Architecture Components

1. User Authentication System

  • OAuth 2.0 with PKCE for Google Drive API access
  • Per-user token storage (encrypted)
  • Token refresh mechanism
  • Support for multiple users on the same PinShare instance

Tech Stack:

  • google.golang.org/api/drive/v3 for Google Drive API
  • golang.org/x/oauth2 for OAuth flow
  • Secure token storage (encrypted database or keyring)

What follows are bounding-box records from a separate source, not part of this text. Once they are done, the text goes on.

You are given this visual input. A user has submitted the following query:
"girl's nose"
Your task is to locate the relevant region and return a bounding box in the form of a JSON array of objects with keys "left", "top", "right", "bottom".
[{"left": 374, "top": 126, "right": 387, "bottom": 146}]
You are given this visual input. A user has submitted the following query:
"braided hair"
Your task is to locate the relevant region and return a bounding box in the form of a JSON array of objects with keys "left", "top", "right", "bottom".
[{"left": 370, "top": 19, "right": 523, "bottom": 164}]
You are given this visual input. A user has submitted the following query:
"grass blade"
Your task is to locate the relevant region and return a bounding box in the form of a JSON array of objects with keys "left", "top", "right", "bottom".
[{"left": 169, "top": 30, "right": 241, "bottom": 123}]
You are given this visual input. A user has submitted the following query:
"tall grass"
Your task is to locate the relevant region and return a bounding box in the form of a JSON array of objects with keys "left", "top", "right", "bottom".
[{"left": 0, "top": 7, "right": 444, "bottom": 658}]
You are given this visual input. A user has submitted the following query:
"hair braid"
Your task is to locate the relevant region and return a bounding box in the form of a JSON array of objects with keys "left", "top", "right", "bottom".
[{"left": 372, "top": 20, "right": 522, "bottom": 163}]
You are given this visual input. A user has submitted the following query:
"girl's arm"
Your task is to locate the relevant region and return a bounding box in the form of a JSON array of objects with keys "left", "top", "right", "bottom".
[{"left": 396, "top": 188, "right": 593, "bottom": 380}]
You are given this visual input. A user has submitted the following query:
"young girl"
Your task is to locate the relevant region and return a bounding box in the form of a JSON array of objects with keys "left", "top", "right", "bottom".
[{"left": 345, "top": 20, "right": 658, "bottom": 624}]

2. Google Drive Integration

  • List user's Drive folders and files
  • Stream file downloads directly to PinShare
  • Folder hierarchy preservation (optional)
  • Metadata mapping (Drive metadata → PinShare metadata)

Features:

  • Folder tree browser UI
  • Multi-select file/folder selection
  • Filter by file type, size, date
  • Preview file list before import

3. Background Job System

  • Job queue for import operations
  • Worker pool for concurrent processing
  • Job persistence (survive restarts)
  • Progress tracking per job
  • Retry mechanism with exponential backoff

Job States:

pending → downloading → hashing → scanning → uploading → completed
                                                      └→ failed (with retry)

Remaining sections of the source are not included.